June 1, 2025

On AGI: S-Curves and the Bitter Lesson _{(Pt 3/6)}

How We Will Progress

Homage Au Carre (1964) -Josef Albers

The Series:

Levels of Intelligence
Economic Gravity
S-Curves and the Bitter Lesson (this post)
The Practical Milestones
(coming soon) Co-Evolution
(coming soon) Bringing it All Together

Note: This post is split up into two recordings. You can also read the conversation I had with Claude in writing this article.

Part 3: S-Curves and the Bitter Lesson (How It Will Progress)

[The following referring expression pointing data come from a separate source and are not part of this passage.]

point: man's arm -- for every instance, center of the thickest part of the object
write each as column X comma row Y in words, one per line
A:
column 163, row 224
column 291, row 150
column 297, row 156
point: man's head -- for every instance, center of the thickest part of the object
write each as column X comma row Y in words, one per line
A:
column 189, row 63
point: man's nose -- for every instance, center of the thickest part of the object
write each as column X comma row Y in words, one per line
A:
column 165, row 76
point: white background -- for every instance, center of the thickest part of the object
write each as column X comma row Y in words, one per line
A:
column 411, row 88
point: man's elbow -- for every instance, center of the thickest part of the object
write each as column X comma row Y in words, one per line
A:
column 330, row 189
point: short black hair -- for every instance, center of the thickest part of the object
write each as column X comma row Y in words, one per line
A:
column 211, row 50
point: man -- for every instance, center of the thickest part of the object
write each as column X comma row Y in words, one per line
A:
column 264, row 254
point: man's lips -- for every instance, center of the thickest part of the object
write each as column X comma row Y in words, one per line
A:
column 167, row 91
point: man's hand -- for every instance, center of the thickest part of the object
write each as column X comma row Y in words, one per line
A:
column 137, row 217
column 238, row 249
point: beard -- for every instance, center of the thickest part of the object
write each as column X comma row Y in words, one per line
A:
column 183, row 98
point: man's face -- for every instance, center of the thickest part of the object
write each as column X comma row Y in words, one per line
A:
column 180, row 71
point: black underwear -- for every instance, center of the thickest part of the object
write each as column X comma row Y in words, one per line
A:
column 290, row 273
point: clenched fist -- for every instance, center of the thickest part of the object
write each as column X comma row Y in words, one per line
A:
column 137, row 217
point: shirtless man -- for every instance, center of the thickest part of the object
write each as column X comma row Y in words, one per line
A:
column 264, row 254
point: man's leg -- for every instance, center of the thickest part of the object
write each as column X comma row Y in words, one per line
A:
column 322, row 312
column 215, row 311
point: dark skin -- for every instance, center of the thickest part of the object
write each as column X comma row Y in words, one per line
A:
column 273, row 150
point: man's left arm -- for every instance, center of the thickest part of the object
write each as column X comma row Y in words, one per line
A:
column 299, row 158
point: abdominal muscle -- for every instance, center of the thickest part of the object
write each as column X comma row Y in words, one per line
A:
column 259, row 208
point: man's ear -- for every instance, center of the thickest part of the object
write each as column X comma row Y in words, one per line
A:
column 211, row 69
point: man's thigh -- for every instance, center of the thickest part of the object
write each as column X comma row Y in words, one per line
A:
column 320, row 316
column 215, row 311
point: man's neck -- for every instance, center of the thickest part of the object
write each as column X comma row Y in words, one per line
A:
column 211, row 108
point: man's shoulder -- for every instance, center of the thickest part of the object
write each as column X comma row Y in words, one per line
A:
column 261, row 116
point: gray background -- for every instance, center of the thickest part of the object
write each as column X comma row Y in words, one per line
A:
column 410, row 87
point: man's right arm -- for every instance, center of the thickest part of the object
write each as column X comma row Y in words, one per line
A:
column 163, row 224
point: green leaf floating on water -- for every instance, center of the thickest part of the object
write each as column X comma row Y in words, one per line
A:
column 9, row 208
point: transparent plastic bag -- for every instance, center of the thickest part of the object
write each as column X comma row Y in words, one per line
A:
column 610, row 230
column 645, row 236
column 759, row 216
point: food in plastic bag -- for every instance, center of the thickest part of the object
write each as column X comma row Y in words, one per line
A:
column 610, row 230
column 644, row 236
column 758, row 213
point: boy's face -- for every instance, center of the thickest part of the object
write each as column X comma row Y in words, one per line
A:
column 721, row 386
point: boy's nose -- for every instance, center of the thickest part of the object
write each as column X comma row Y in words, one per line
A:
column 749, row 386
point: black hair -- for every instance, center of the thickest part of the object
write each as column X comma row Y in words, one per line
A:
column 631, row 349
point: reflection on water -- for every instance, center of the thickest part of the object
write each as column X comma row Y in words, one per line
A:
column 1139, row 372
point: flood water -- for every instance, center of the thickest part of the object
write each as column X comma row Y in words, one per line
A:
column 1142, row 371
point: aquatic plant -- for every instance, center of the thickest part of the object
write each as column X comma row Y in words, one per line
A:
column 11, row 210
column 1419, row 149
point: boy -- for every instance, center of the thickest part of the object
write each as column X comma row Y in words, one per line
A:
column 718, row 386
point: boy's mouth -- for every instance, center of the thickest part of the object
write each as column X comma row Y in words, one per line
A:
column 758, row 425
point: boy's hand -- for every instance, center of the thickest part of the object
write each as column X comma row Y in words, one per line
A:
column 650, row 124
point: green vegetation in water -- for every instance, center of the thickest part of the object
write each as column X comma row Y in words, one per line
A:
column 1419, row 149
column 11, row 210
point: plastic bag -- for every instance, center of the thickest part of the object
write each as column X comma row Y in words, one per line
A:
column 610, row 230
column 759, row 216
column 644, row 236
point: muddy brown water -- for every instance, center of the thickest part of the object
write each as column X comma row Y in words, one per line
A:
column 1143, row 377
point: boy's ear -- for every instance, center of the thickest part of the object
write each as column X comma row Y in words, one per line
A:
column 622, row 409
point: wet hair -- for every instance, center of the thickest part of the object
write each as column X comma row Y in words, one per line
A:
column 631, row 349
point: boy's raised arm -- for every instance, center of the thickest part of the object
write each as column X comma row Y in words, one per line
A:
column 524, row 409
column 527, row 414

The gray center in this Homage au Carre remains steady while the blue expands outward—yet notice interlude. Josef Albers deeply understood forces created by negative spaces. Here he painted an ¹allegory to pauses. To me, this is a beautiful symbol of the coming S-curve: rapid expansion, gradual slowing, then a plateau. Every revolutionary ²technology follows this rhythm. Every explosive advance eventually settles into evolutionary refinement. AI and all ³AI startups will almost certainly follow the same dance.

Riding the First S-Curve: The Bitter Lesson

We live in the era of the “bitter lesson”: if you want more intelligence, you throw more compute at it and step back. But let’s be precise about what “more intelligence” actually means.

The Bitter Lesson
-Richard Sutton (2019)

The biggest lesson that can be read from 70 years of AI research is that general methods that leverage computation are ultimately the most effective, and by a large margin. The ultimate reason for this is Moore’s law, or rather its generalization of continued exponentially falling cost per unit of computation. Most AI research has been conducted as if the computation available to the agent were constant (in which case leveraging human knowledge would be one of the only ways to improve performance) but, over a slightly longer time than a typical research project, massively more computation inevitably becomes available.

Note the key hypothesis: Bitter Lesson is an artifact of ⁴Moore’s Law, and not an empirical law.

On the other hand, the scaling laws, as quantified by ⁵Kaplan (2020) and ⁶Hoffmann (2022), follow a stubborn power law with an exponent around 0.05–0.07. Practically, this means every tenfold increase in compute gives around 1.5–1.8x improvement—not a clean doubling of capability (as measured by the ⁷loss on the training dataset), but close. However, loss itself does NOT linearly translate to understanding. Sometimes small numerical gains unlock transformative leaps—multilingual reasoning, arithmetic, nuanced dialogue. Sometimes dramatic loss reductions barely budge the needle.

We’re riding a curve that we pretend to fully understand but don’t.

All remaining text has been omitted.